**THIS UNBIASED REVIEW IS PROVIDED IN EXCHANGE FOR A FREE EBOOK FROM PUBLISHER**
Georgia Young is almost fifty-five. Her two daughters are past an age where their choices, mistakes and daily lives require her active intervention, and her career is moving along at a sustainable albeit boring pace. But Georgia has long lost touch with who she is. Her life, over time, has become defined by her two failed marriages, her friendships, and her lackluster career as an optometrist. A chance encounter with the daughter of an old love reminds Georgia of her more vibrant past, and she resolves to find all the men who touched her heart, to let them know, and to find out how she might have touched theirs. But it doesn't stop there--the plan is a grandiose one--Georgia decides to throw over her career, sell her house, and go on a long train ride to nowhere, hoping along the way to rediscover who she was, and who she might be again.
But ... best-laid plans and all that. Things don't go quite as Georgia envisions, and while she waits for the life of her plans to begin, an entirely new and unexpected one opens up to her. The lives of her friends, her mother and her daughters are changing around her at a whirlwind pace, and as she isn't paying attention, her life changes too.
I have to admit, I had a difficult time warming up to Georgia and even her quest to find the men she loved to help remind her of who she was struck me as disappointing on some level, implying that the best way for women to know who they are is through men. And, predictably, most of the men in Georgia's past were in her past for a reason--they cheated, were controlling, immature, or just plain ol' destined for a lack of greatness. But among them, there were one or two men who were deserving of her love, however ill-timed those relationships may have been. The question is whether one of them, though part of the past, might also become part of Georgia's future.
The underlying message of the book--finding and rediscovering oneself and discovering love even when you believe it might be "too late"--was appealing to me, and at times even moving; and that was what kept me reading through those points where the story meandered and the details seemed to be adding up to something I just didn't "get". This book was best when Georgia was reflecting on where her relationships went wrong, and where they were right. Her flashbacks to her younger self were even "fun" at times. The Georgia of present was less enjoyable, but that may have been entirely the point. I also didn't much enjoy the revolving cast of male characters, many of them seeming to hold promise and then presenting Georgia with yet another set of disappointments--married, engaged ... just plain ol' arrogant assholes. For a while there, it seemed like I was being led into what would turn out to be an anti-man screed. But thankfully, that didn't happen.

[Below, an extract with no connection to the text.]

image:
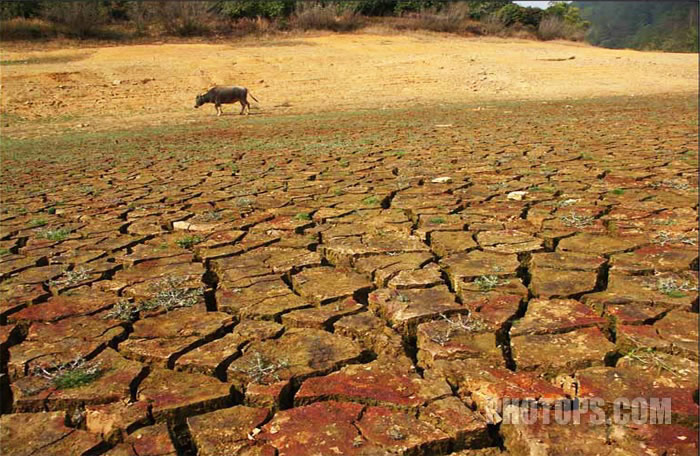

Somewhere along the way, Terry McMillan pulled me back in, and I started to root for Georgia's happiness; and just about the time Georgia stopped caring as much about whether or not she had a man in her life, I stopped believing that she needed that as well. I began to believe, as Georgia did, that without a partner, she would have a full life, albeit one less fulfilling than the one she hoped for. I liked the acknowledgment by this author that though one doesn't necessarily need a partner to live a happy life, having one makes your life more vibrant, more vivid, more worth living, just because you have someone with you who experiences it with you, and bears witness to it. I won't say how that all turned out, so you'll have to read it for yourself.
I recommend this book, but especially to women who are at--or are approaching --the place in life where Georgia Young finds herself. It just might give you a little of what she found:hope.